Hepatotoxicity (PTU) AST / ALT Baseline LFTs. Monitor weekly for first month, then monthly. Discontinue PTU if transaminases >3x upper limit of normal.
Arrhythmias / QTc QTc Interval, Electrolytes Continuous telemetry. Daily EKG and electrolyte panel (K⁺, Mg²⁺, Ca²⁺). Pause/change agent if QTc >500 ms or increases by >60 ms.
Pearl Icon A lightbulb icon, indicating a clinical pearl. Clinical Pearl: Neutropenic Fever on Thionamides

The development of fever and pharyngitis in a patient recently started on propylthiouracil (PTU) or methimazole is a medical emergency. It should be considered agranulocytosis until proven otherwise. The thionamide must be stopped immediately, a STAT complete blood count with differential should be drawn, and a full sepsis workup with empiric broad-spectrum antibiotics should be initiated.
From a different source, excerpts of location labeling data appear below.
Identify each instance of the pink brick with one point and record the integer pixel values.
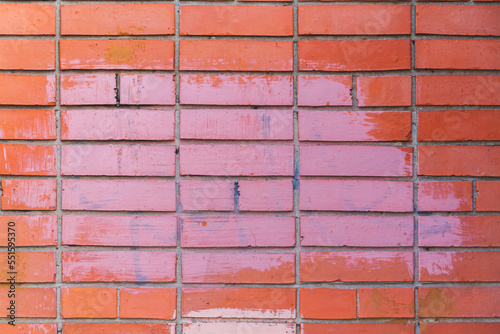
(120, 160)
(255, 160)
(85, 89)
(237, 124)
(269, 195)
(323, 90)
(118, 195)
(116, 266)
(238, 231)
(152, 89)
(236, 89)
(207, 195)
(122, 230)
(125, 124)
(356, 231)
(356, 195)
(355, 160)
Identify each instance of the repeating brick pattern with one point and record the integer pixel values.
(264, 166)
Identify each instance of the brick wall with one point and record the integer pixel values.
(251, 167)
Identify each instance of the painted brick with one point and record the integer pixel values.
(236, 89)
(315, 125)
(118, 266)
(356, 231)
(124, 124)
(233, 302)
(117, 19)
(238, 231)
(118, 195)
(356, 266)
(147, 303)
(236, 124)
(116, 54)
(356, 195)
(265, 268)
(119, 230)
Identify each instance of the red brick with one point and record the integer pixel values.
(232, 302)
(458, 301)
(206, 195)
(27, 159)
(457, 54)
(356, 195)
(360, 55)
(269, 195)
(119, 160)
(383, 91)
(451, 125)
(453, 231)
(122, 230)
(30, 230)
(459, 266)
(88, 89)
(27, 19)
(19, 89)
(118, 195)
(351, 160)
(29, 194)
(255, 160)
(243, 89)
(328, 303)
(118, 266)
(458, 20)
(88, 302)
(356, 231)
(125, 124)
(444, 196)
(238, 231)
(356, 266)
(449, 160)
(236, 124)
(116, 54)
(147, 303)
(236, 20)
(249, 268)
(386, 303)
(354, 19)
(488, 193)
(354, 125)
(323, 90)
(458, 90)
(117, 19)
(234, 55)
6. Multidisciplinary Goals of Care

Thyroid emergencies carry high morbidity and mortality, and treatments can be invasive and high-risk. Early and ongoing shared decision-making, facilitated by a multidisciplinary team, is crucial to ensure that care aligns with the patient’s values and prognosis.

  • Team Engagement: Actively involve consultants from endocrinology, critical care, pharmacy, and nursing. For complex ethical situations, palliative care and ethics teams provide invaluable support.
  • Goals-of-Care Discussions: Proactively discuss prognosis, code status, and patient preferences with the patient or their surrogate decision-maker. These conversations should be revisited as the clinical situation evolves.
  • Advanced Therapies: For refractory cases, consider advanced therapies like plasmapheresis, ECMO, or emergent thyroidectomy. These decisions require a careful weighing of risks, benefits, and resource allocation by the entire team.
  • Family Involvement: Conduct structured family meetings using clear, lay language to explain the patient’s condition and treatment plan. Ensure all decisions are documented and reflect informed consent.

References

  1. Wall CR. Myxedema Coma: Diagnosis and Treatment. Am Fam Physician. 2000;62(11):2485–2490.
  2. Leung AM. Thyroid Emergencies. J Infus Nurs. 2016;39(5):281–286.
  3. Bahn RS, Burch HB, Cooper DS, et al. Hyperthyroidism and other causes of thyrotoxicosis: Management guidelines of the American Thyroid Association and American Association of Clinical Endocrinologists. Thyroid. 2011;21(6):593–646.
  4. Cooper DS. Antithyroid drugs. N Engl J Med. 2005;352(9):905–917.
  5. Rivkees SA, Mattison DR. Propylthiouracil hepatotoxicity in children and recommendations for discontinuation of use. Int J Pediatr Endocrinol. 2009;2009:132041.
  6. U.S. Food and Drug Administration. Propylthiouracil-Induced Liver Failure Safety Communication. 2009.
  7. Lee SY, Modzelewski KL, Law AC, et al. Comparison of propylthiouracil vs methimazole for thyroid storm in critically ill patients. JAMA Netw Open. 2023;6(4):e238655.
  8. Muller C, Perrin P, Faller B, et al. Role of plasma exchange in the thyroid storm. Ther Apher Dial. 2011;15(6):522–531.